Huggy Rao and I have been reading and talking about charter schools for our scaling-up excellence project. Charter schools come in many forms, but the basic idea is that these often smaller and more focused schools are freed from many of the usual rules and constraints that other public schools face, and in exchange, are held more accountable for student achievement – on measures like standardized test scores, graduation rates, and the percentage of students who go onto college.
There is much controversy and debate about these public schools: Are they generally superior or inferior to other forms of public education? Are they cheaper or more expensive? Can the best ones be scaled-up without screwing-up the original excellence? Which charter school models are best and worst?
There is so much ideology and self-interest running through such debates that, despite some decent research, it is hard to answer such questions objectively. But one lesson is unfortunately becoming clear enough that there is growing agreement -- that my home state of California is so poor that it is a lousy place to start a Charter school of any kind. I first heard this a few weeks about from Anthony Bryk, a renowned educational researcher and the current President of the Carnegie Foundation for the Advancement of Teaching. He was also directly involved in starting and running one (or perhaps more -- I don't recall for sure) charter schools when he lived in Chicago.

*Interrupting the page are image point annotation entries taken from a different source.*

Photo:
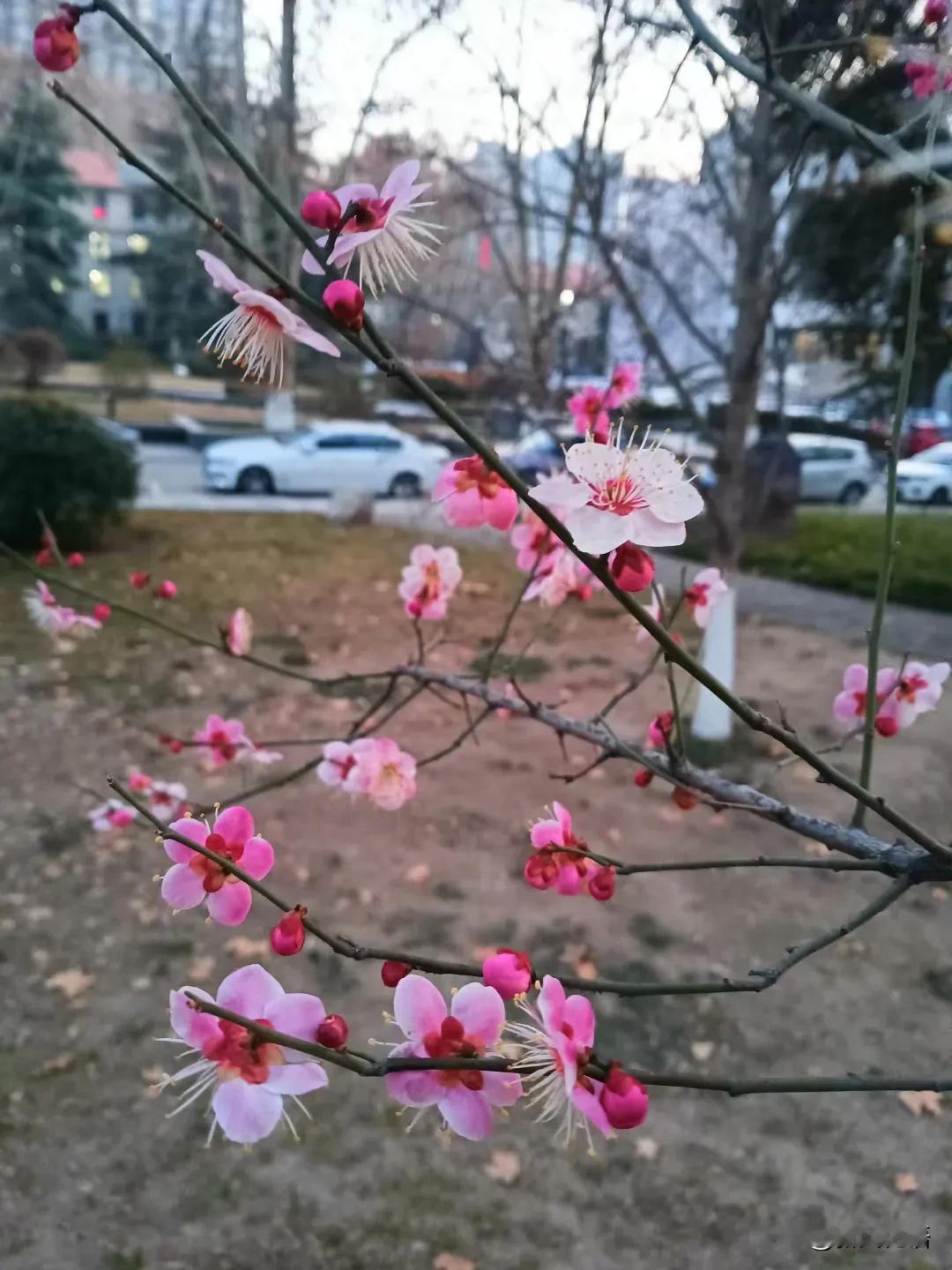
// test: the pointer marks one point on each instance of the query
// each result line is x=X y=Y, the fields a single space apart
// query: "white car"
x=833 y=469
x=926 y=478
x=372 y=458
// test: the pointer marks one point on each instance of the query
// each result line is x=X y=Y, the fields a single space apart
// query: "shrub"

Tony told me that California was providing such meager funding that -- although much of the charter school movement started here, there are many charter schools here, and many of the organizations that start and run these schools (called "charter management organizations") are here -- the funding that California schools receive is so meager that they are increasingly hesitant to start schools in California because the schools are condemned to mediocrity or worse.

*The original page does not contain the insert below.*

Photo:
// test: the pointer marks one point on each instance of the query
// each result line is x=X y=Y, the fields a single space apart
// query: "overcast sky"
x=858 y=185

I started digging into it, and what I am finding is distressing as both a Californian and an American. I knew that our schools were suffering, but I did not realize how much. For a glimpse, here is an interesting and detailed article on scaling-up charter schools in Education Week from last year. As Tony warned me, the charter operators described in this article are struggling to sustain quality in California and are looking elsewhere. Here is an interesting excerpt:
Aspire, in Oakland, has also focused so far only on California. It opened its first charter school in Stockton, Calif., in the 1999-2000 school year and has grown by several schools each year. The CMO operates 30 schools and has nearly doubled its enrollment, to 12,000, over the past three school years. James Willcox, the chief executive officer of Aspire, said the difficult budget climate in California is causing him and other Aspire leaders to think about opening schools outside the state. “It’s getting harder and harder to do quality schools in California,” he said, “because the funding is so painfully low, and charter schools get less per student than traditional public schools.”

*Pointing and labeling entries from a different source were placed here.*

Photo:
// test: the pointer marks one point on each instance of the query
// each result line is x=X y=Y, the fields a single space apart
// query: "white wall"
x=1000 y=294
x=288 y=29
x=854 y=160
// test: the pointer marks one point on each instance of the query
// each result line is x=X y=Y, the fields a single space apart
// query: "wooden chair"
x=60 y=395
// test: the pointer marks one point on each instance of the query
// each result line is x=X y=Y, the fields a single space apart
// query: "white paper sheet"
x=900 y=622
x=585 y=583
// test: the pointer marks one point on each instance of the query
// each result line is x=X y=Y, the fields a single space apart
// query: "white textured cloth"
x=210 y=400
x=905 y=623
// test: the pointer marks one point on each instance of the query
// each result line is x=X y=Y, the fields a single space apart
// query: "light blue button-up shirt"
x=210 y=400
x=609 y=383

He isn't exaggerating. I was shocked to see, for example, that (according to the article) the State of California is currently providing less than $6000 per pupil each year; in contrast, New York City provides $13,500. Ouch. I know that government wastes lots of money, and certainly there are inefficiencies in education. But can we afford to do this our kids and our future? As Tony suggested, California has degenerated to the point where all they can do is support a teacher for every 30 kids or so, a tired old classroom and school, and little else.
I knew it was bad, but I didn't know it was this bad. There is plenty of blame to go around -- we all have our own pet targets -- but perhaps it is time to put our differences aside and do the right things.
Californians don't like to pay taxes for services which have benefits that accrue to the public at large. It's a part of their wild west gold prospector heritage.
California doesn't have to have good public schools to have educated people. They have Silicon Valley and Hollywood which attract great people (educated on somebody else's nickel) from all over the world to work there. And California has the best weather in the world too which helps to attract those people.
By the way, scaling up the "excellence" of the charter school system will hit the brick wall called the "Central Limit Theorem", at which point they will look like a really expensive public school system. Why is this? Because charter schools don't have to take any students that they don't want. That allows them to manage their costs and produce great looking results at low cost. On the other hand, the public school system cannot reject anybody, which removes a degree of freedom or two in their ability to control costs. As charter schools scale up, the quality of their inputs (students, teachers, administrators, physical plant) will start looking more and more like the public system.
Charter schools market their value as entities which have superior and efficient education processes, but I don't think that the excellence in charter schools comes from much more than their ability to manage their inputs. I hope I'm wrong, but I doubt it.
Posted by: www.facebook.com/profile.php?id=580332546 | July 19, 2012 at 11:55 AM
It is indeed a tragedy, and one we will end up paying much more for in the long run than the short term expenses. So what are, as you say, the right things? For me that means I'm willing to pay more taxes to fund them. Not everyone feels that way.